Cape Breton and Ontario fiddling
Nova Scotia and Ontario, Canada

Natalie MacMaster & Donnell Leahy

If Cape Breton, Nova Scotia, has a musical ambassador, it might be Natalie MacMaster, whose virtuosic fiddling and energetic step dancing have brought the island’s music international acclaim. Cape Breton boasts a complex, beautiful style of fiddling brought to Canada by early 19th-century Scottish immigrants. For more than two centuries, Cape Breton players have staunchly preserved and nurtured this style, known for closely hewing to its Scottish roots. “It is very family oriented,” says MacMaster, “and passed down from generation to generation.” The music, she says, “is part of how you live.”

MacMaster began playing at age nine, absorbing the music from her uncle Buddy MacMaster, a legendary Cape Breton fiddler. “I had already been singing—‘jigging’ them as we call it—and step dancing,” MacMaster explains, describing the tradition common on Cape Breton of singing syllables to imitate fiddle tunes. “At every family and community function I went to there were fiddle tunes.” She was soon playing throughout Cape Breton. Her first album appeared when she was 16; she now has multiple award-winning recordings, and has played over 100 shows a year for the last 15 years. For her unflagging promotion of her Cape Breton heritage around the globe, Natalie MacMaster was awarded the Order of Canada in 2006.

Born and raised on the family farm in Lakefield, Ontario, master fiddler Donnell Leahy similarly carries on a longstanding family musical tradition. Leahy’s father was an Irish Canadian fiddler, and his mother a step dancer from Cape Breton, so it’s no surprise that by age three he had a fiddle in hand. He went on to fame as the leader of the eponymous, festival-headlining Celtic family ensemble Leahy. MacMaster and Leahy married in 2002 and embarked upon a professional as well as a personal union. They perform together often, and recently released their first duo recording, One, for which they were named Instrumental Group of the Year at the Canadian Folk Music Awards and Fans Choice Entertainers of the Year at the East Coast Music Awards. The fiddlers now have six children, aged 2 to 10. All are immersed in the tradition, and the older four, who jig, fiddle, and step dance, have begun to join their parents on stage. “I work really hard trying to carry on a tradition for them by keeping my tradition going,” she says. “I want to pass that down to them.”

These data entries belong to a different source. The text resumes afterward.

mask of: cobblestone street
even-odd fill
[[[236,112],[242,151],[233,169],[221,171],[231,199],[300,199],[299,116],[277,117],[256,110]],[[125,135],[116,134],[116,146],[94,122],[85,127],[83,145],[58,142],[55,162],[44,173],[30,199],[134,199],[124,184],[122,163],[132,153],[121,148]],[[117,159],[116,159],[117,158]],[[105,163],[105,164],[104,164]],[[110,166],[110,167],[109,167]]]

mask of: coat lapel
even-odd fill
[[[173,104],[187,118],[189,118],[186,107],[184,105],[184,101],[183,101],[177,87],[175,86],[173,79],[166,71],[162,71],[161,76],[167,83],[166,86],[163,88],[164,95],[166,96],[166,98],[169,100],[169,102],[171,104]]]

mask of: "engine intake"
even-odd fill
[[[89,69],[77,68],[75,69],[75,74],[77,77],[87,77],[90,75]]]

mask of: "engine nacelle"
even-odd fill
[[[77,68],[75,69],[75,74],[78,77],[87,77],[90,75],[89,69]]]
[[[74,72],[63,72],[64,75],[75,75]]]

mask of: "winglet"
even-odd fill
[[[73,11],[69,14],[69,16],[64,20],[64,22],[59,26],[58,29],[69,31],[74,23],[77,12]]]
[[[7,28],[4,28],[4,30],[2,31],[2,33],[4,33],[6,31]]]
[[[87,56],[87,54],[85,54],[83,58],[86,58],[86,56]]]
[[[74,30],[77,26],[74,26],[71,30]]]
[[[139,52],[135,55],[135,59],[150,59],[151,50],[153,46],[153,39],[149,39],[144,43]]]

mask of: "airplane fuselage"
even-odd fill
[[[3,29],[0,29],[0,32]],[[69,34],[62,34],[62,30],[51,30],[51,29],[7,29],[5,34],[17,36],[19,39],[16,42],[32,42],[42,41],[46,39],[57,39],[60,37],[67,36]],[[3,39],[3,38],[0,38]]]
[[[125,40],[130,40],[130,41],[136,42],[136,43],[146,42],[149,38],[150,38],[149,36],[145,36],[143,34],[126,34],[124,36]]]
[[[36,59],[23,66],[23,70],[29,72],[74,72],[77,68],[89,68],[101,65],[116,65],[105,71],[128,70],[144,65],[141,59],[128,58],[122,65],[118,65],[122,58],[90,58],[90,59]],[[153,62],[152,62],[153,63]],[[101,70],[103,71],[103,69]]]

MacMaster is quick to explain she has adapted Cape Breton traditions during her time on stage. Cape Breton fiddlers sit when they play at social dances and other events; Natalie has subtly tweaked that tradition, standing and sometimes step dancing when she plays. Her award-winning work often reaches out to other traditions as well—her recordings include a Grammy®-winning performance with Yo-Yo Ma, and collaborations with Alison Krauss and Bela Fleck—but always giving a performance infused by her roots. In her work with husband Donnell Leahy, MacMaster has embarked on an exciting new journey celebrating their Canadian and Cape Breton heritage.